From 413b6111df712972a09e8a8c87dc4b1436793a7c Mon Sep 17 00:00:00 2001
From: Patrick Jentsch <p.jentsch@uni-bielefeld.de>
Date: Mon, 3 Jul 2023 15:31:28 +0200
Subject: [PATCH] Implement fast boundary computation for ent and s s_attrs

---
 app/corpora/cqi_over_sio/extensions.py | 27 +++++++++++++++++++++-----
 1 file changed, 22 insertions(+), 5 deletions(-)
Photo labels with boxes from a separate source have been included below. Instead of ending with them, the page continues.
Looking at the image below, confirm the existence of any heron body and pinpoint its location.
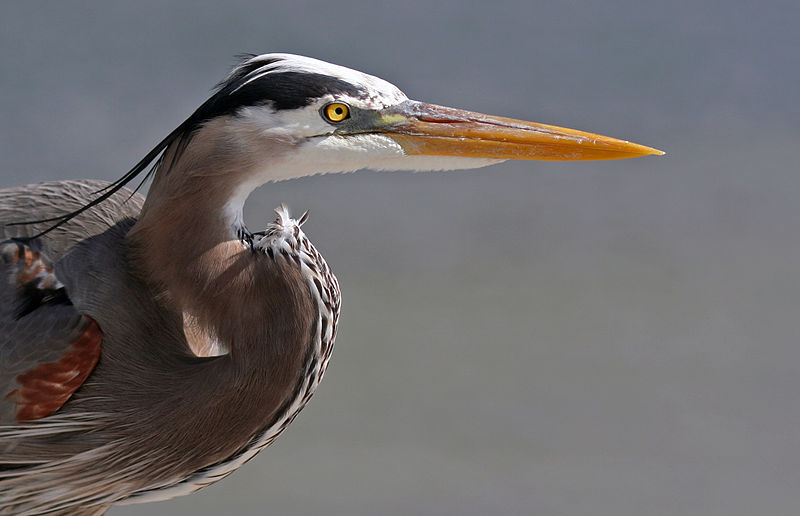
[0,54,659,515]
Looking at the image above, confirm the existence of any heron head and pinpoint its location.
[180,54,663,182]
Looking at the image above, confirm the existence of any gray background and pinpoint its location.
[0,0,800,516]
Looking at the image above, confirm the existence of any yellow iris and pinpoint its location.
[325,102,350,122]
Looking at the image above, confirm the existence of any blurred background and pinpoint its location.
[0,0,800,516]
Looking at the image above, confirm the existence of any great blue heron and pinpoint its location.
[0,54,662,515]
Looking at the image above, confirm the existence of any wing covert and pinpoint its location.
[0,240,102,425]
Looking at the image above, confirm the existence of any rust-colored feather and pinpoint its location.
[6,316,102,421]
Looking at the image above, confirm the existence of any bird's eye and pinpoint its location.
[322,102,350,123]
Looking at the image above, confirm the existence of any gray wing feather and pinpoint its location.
[0,180,143,426]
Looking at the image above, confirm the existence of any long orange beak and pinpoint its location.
[379,101,664,161]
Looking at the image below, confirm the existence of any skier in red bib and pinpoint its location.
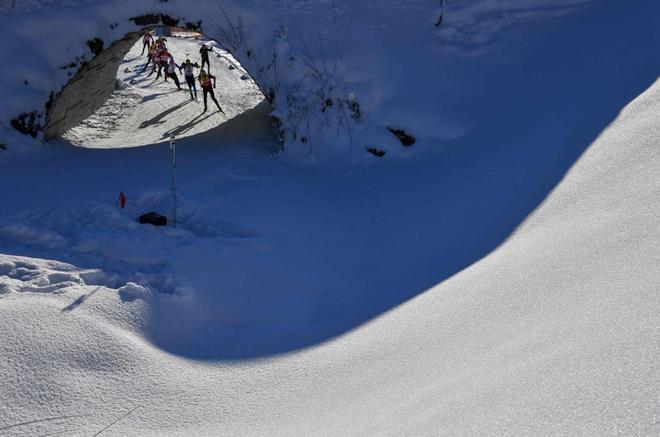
[165,55,183,89]
[140,30,154,56]
[198,68,225,114]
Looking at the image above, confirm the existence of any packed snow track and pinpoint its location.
[50,28,271,149]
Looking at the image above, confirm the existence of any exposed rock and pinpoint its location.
[365,146,386,158]
[139,211,167,226]
[387,127,416,147]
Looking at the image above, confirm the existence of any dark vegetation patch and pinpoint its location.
[365,146,386,158]
[387,127,416,147]
[87,38,103,56]
[11,111,43,138]
[130,13,180,30]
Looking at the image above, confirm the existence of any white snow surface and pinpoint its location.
[0,0,660,436]
[64,33,264,148]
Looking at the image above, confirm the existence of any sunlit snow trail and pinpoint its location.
[64,33,264,149]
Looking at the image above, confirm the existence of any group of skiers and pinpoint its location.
[140,31,224,114]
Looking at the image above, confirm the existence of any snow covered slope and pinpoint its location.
[64,34,268,148]
[0,0,660,436]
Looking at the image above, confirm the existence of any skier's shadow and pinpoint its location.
[140,100,190,129]
[163,113,215,138]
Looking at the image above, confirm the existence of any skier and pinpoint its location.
[199,44,213,74]
[180,59,199,100]
[142,42,156,76]
[198,68,225,114]
[140,30,154,56]
[147,46,171,82]
[165,55,182,89]
[435,0,445,27]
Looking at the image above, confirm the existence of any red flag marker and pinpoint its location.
[119,191,126,209]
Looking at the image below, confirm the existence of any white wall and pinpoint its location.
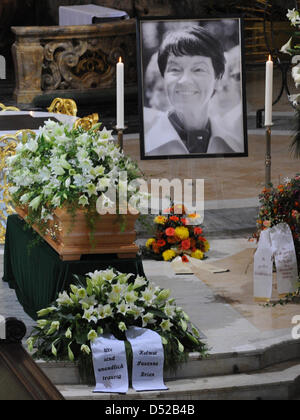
[0,55,6,79]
diff --git a/app/corpora/cqi_over_sio/extensions.py b/app/corpora/cqi_over_sio/extensions.py
index d92b6d5e..0ff166bf 100644
--- a/app/corpora/cqi_over_sio/extensions.py
+++ b/app/corpora/cqi_over_sio/extensions.py
@@ -99,12 +99,29 @@ def ext_corpus_static_data(corpus: str) -> Dict:
         static_corpus_data['corpus']['counts'][s_attr.name] = s_attr.size
         static_corpus_data['s_attrs'][s_attr.name] = {'lexicon': {}, 'values': None}
         static_corpus_data['values']['s_attrs'][s_attr.name] = {}
+        if s_attr.name in ['s', 'ent']:
+            cqi_corpus.query('Last', f'<{s_attr.name}> []* </{s_attr.name}>;')
+            cqi_subcorpus = cqi_corpus.subcorpora.get('Last')
+            first_match = 0
+            last_match = cqi_subcorpus.size - 1
+            match_boundaries = zip(
+                range(first_match, last_match + 1),
+                cqi_subcorpus.dump(cqi_subcorpus.fields['match'], first_match, last_match),
+                cqi_subcorpus.dump(cqi_subcorpus.fields['matchend'], first_match, last_match)
+            )
+            for id, lbound, rbound in match_boundaries:
+                static_corpus_data['s_attrs'][s_attr.name]['lexicon'][id] = {}
+                static_corpus_data['s_attrs'][s_attr.name]['lexicon'][id]['bounds'] = [lbound, rbound]
+                static_corpus_data['s_attrs'][s_attr.name]['lexicon'][id]['counts'] = {}
+                static_corpus_data['s_attrs'][s_attr.name]['lexicon'][id]['counts']['token'] = rbound - lbound + 1
+            cqi_subcorpus.drop()
         for id in range(0, s_attr.size):
-            static_corpus_data['s_attrs'][s_attr.name]['lexicon'][id] = {}
-            lbound, rbound = s_attr.cpos_by_id(id)
-            static_corpus_data['s_attrs'][s_attr.name]['lexicon'][id]['bounds'] = [lbound, rbound]
-            static_corpus_data['s_attrs'][s_attr.name]['lexicon'][id]['counts'] = {}
-            static_corpus_data['s_attrs'][s_attr.name]['lexicon'][id]['counts']['token'] = rbound - lbound + 1
+            if s_attr.name not in ['s', 'ent']:
+                static_corpus_data['s_attrs'][s_attr.name]['lexicon'][id] = {}
+                lbound, rbound = s_attr.cpos_by_id(id)
+                static_corpus_data['s_attrs'][s_attr.name]['lexicon'][id]['bounds'] = [lbound, rbound]
+                static_corpus_data['s_attrs'][s_attr.name]['lexicon'][id]['counts'] = {}
+                static_corpus_data['s_attrs'][s_attr.name]['lexicon'][id]['counts']['token'] = rbound - lbound + 1
             if s_attr.name not in ['text', 's']:
                 continue
             cpos_range = range(lbound, rbound + 1)
-- 
GitLab